OPINION: Counting to 100 is the only math that Trump is capable of
Opinion, Politics April 30, 2025, 0 Comment 4I have heard, “Trump is a poor man’s version of a rich man,” and as we pass his first 100 days, this feels as true as ever. Trump represents what the low to moderate income American aspires to be: so economically privileged that you can be unapologetic and aggressive without consequence.
Donald Trump does not have to consider the weight of his actions, even as the President of the United States, and he is gifted the ability to waffle through starting a trade war. Now, as we sit at the precipice of an economic recession, we can see the seeds of Trump’s failing economic platform with nearly a decade of political development.
In 2019, under Trump’s previous failed attempt at being on the next Mount Rushmore, tariff revenue soared past the trends of the last thirty years and amassed a total $79 billion. A positive signal of tariff efficacy, perhaps?
Unfortunately, JP Morgan forecasted that those tariffs may have cost every household up to $1,000 that year, while the National Bureau of Economic Research reported that it was closer to $831. Regardless, if you multiply either number by the 128 million American households, the costs to consumers significantly outweighs any revenue earned through tariffs.
Economists across the globe assert that tariffs will be passed along to the consumer, but Donald Trump, the brightest mind the world has ever seen, obviously knows best.
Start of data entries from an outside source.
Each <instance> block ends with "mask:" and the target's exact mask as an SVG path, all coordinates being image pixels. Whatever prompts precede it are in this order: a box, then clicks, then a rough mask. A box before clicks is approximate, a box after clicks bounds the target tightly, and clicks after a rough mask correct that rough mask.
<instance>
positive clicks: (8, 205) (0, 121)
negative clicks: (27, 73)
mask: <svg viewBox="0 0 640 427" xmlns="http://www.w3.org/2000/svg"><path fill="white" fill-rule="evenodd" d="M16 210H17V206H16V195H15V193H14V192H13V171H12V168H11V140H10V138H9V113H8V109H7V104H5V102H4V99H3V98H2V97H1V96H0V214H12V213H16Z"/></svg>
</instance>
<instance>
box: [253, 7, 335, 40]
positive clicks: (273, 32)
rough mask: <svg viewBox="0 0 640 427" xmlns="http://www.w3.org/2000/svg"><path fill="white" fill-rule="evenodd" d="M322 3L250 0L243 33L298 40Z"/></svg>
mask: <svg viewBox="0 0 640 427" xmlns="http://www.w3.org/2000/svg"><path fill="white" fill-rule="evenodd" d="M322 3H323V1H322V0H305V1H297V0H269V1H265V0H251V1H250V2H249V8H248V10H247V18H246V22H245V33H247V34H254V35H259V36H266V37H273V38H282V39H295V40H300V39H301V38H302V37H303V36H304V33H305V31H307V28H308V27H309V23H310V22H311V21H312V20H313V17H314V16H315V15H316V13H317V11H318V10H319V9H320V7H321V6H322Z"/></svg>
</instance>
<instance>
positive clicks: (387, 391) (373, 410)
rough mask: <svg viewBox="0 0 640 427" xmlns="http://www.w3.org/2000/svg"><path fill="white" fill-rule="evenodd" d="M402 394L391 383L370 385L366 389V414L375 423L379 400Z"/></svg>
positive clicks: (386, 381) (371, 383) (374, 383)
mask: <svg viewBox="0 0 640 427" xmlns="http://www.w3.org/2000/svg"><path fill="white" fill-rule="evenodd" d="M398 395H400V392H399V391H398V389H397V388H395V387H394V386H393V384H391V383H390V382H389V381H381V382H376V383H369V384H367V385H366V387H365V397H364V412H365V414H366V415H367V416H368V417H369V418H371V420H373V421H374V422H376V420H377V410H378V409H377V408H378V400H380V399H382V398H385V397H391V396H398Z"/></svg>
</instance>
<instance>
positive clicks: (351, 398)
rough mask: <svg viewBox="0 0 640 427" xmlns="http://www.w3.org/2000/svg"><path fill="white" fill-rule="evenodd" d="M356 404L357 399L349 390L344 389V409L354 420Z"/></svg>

What is a doctorate in economics when you’ve learned how to lead a company to bankruptcy four times? In regards to education, Trump must have, at one point, valued the Bachelors that his father persuaded UPenn to give him; however, Ivy Leagues are apparently just breeding grounds for “woke” ideology.
Nevermind Harvard’s recent innovations in cancer imaging when Trump is without the control he desires. His retaliatory funding freezes of scientific research have no correlation to his false claims of antisemitism, and 100 days after being in office, he has still failed to deliver on an economy so good that “you’ll be tired of winning.”
Donald Trump’s current tariff policy seeks to reinstate an American economy dependent upon large-scale manufacturing, and that is just not the America that the 21st-century’s working class is eager to live in. I don’t desire to work a factory job, and presumably, neither do you.
In fact, despite Donald Trump’s desire to increase the amount of American manufacturing jobs through his trade war, there are over half a million open manufacturing jobs today. As Cato’s Herbert A. Stiefel Center for Trade Policy Studies has put, the problem is finding enough interested Americans to even work those positions.
And just when you thought Donald Trump was done, he targeted student loans. Good thing he’s making college more affordable by threatening the Department of Education.